Kavramların içini boşlaştırma konusunda hatırı sayılır bir yeteneğim olduğunun farkındayım.Bugüne kadar acının , nefretin ve sevginin silik gölgelerini gövdemden kazıyarak insanlara yansıtan renksiz bir ayna olduğumu düşündüm.Ne kadar eksik olduğumun farkına yeni yeni varıyorum.İnsan bazı kavramlarla tanışmadan onların ayak izlerini görerek onlar hakkında yorumlar yapmamalı.Ne yaşadım ki bugüne kadar , acı çeken bir ruha sahibim ? Hayat benden neleri alıp götürdü ki , onarılmaz yaralara sahip olduğumu düşünüyorum ? Kafanı kaldır ve bana bak , görebileceğin en ilginç adamlardan biri duruyor karşında.Kendiyle ilgili bir karara henüz varamamış , herkesin başka açılardan tanıdığı , sağlam görünüp bir söz karşısında yıkılabilen...Yine çelişkideyim , gerçi benim gibi biri de olağan kavramlarla pek kolay açıklanamaz zaten.Tanımak istiyorsan karanlığa bir adım daha at.Güvende olduğunu bilmeni istiyorum ; benim evimdeyken kimse zarar veremeyecek sana.Şimdi benim dünyama hoşgeldin dostum...

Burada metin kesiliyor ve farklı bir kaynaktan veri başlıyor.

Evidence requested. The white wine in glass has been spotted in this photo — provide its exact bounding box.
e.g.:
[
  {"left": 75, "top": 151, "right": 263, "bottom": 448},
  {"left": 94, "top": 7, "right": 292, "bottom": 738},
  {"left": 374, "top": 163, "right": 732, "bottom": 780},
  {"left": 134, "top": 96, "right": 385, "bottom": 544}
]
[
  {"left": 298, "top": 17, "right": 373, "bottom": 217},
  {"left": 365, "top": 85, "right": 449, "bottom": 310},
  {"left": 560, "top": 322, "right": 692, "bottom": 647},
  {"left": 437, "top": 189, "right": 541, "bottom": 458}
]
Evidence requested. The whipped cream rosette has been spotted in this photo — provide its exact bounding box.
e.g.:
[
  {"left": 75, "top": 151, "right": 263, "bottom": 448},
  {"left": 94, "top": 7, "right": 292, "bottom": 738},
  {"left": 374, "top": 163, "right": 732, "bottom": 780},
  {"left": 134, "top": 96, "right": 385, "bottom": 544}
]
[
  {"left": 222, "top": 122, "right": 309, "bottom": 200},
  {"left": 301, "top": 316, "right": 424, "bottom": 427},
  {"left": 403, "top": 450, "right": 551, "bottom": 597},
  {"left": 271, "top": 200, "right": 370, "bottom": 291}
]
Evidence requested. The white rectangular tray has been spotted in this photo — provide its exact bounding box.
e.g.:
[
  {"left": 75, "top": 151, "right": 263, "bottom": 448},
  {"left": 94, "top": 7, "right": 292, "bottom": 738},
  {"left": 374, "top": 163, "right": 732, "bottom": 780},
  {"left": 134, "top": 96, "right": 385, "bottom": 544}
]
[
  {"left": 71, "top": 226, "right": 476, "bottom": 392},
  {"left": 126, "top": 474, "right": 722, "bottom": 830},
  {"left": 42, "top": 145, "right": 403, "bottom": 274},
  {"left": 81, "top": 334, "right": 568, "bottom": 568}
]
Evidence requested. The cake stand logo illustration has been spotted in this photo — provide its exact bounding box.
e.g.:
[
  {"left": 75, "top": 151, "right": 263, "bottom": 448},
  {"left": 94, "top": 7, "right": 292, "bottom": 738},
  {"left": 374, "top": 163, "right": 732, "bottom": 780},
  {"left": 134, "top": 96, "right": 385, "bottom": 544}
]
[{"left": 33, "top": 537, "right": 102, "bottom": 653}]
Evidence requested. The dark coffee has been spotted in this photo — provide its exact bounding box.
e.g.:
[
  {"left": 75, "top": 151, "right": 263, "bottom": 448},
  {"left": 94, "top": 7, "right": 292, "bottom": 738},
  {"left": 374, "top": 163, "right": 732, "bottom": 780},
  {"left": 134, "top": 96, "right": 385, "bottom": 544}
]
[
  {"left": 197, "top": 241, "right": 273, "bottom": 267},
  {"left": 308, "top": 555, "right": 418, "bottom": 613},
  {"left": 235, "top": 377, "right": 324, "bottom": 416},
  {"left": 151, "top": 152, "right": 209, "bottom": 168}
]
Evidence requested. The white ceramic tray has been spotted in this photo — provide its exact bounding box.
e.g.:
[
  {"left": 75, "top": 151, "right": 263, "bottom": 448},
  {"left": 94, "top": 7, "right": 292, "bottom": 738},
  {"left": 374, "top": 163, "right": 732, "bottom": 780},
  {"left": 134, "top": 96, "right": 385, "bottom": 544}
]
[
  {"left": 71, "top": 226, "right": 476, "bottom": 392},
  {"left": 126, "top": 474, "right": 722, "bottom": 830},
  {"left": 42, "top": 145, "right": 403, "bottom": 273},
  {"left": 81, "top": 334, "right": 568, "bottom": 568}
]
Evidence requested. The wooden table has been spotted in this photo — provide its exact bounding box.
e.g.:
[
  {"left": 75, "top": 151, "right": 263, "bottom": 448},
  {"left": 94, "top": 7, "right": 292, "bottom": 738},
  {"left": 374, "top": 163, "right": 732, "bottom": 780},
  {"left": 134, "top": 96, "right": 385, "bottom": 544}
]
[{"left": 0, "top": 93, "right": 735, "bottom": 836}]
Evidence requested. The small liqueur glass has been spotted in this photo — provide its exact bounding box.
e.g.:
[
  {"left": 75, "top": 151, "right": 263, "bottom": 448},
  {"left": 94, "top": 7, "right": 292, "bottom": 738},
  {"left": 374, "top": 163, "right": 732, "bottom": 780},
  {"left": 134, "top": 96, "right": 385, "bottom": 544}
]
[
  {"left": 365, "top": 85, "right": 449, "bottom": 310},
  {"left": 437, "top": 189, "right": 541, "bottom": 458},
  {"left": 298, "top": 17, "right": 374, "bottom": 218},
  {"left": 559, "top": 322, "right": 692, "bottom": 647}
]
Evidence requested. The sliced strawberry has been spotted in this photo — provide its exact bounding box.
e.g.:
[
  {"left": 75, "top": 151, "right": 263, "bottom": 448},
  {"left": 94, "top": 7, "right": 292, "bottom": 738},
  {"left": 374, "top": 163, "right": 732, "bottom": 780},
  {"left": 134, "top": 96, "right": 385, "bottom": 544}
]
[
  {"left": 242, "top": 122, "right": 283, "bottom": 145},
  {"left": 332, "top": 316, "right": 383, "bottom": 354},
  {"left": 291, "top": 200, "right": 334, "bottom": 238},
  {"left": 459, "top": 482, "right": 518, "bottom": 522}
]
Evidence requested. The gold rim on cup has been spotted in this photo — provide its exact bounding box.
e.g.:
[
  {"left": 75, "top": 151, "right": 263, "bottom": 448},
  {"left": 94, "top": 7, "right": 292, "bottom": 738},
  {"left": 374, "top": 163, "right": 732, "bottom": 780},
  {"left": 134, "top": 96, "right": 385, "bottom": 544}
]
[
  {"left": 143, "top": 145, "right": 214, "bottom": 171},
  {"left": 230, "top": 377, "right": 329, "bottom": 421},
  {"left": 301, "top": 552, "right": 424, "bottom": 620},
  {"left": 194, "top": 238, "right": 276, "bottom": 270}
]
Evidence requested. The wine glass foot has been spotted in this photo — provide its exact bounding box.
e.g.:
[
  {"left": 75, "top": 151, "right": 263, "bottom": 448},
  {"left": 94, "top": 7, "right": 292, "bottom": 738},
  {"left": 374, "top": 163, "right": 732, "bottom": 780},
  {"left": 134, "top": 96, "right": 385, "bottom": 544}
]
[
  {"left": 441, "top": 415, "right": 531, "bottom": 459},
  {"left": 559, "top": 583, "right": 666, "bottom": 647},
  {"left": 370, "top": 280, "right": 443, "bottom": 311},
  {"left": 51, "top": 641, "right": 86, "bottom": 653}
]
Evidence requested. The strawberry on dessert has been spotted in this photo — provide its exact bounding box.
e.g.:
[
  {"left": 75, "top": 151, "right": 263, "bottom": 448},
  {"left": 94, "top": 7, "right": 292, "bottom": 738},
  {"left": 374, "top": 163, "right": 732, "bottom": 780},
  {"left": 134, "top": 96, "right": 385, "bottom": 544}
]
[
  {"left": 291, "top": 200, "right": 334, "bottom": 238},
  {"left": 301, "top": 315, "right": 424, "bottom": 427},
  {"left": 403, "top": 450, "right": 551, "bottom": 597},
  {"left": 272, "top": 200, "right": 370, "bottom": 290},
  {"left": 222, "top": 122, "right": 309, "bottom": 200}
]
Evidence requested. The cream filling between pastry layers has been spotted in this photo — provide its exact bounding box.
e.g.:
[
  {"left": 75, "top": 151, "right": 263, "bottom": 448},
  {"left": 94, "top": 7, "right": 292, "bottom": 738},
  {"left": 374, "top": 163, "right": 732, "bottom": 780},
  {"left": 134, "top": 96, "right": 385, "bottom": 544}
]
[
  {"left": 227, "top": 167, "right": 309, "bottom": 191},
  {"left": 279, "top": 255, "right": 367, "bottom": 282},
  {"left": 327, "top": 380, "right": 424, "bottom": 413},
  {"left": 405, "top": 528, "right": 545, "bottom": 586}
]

Işıkları yakmaya çalışmanın boşuna olduğunu söylemeliyim.Burası bütün renklerin birleştiği yer ; siyah.Bazı şeyleri tam göremediğim doğru , ama bunu isteyen kim ? "Kendi dünyasında mutlu olabilmek" diye bir kavram vardır hani , ağzı çok laf yapan madrabazlar kullanır bunu insanları kandırmak için.Bunun koca bir yalan olduğunu göreceksin birazdan.Tamamen kendine göre inşa edilmiş bir dünya ve insanın mutlak mutsuzluğu.İkisinin bir arada bulunması mutluluk satıcılarına göre imkansızdır , ama en iyisi sen biraz daha yaklaş.Karanlıkta aslında herşeyin ne kadar açık görülebildiğinin farkına varacaksın az sonra.Gerçeği görmeni sağlayamam belki ama benim doğrularımla tanıştırabilirim seni.Kimsenin doğrusu mutlak değildir elbet ama karanlıkta yaşayan bir adamdan hayatın sırrını çözmesini bekleyemezsin.Bu arada artık kilisede ya da camide değiliz dostum. Arkandakinin tanrı olmadığını hisset diye söylüyorum bunu sana.Sana iyi birisi olduğumu ya da iyiliğin temsilcileriyle çalıştığımı iddia etmedim , tek söylediğim bazı doğrularımın olduğu...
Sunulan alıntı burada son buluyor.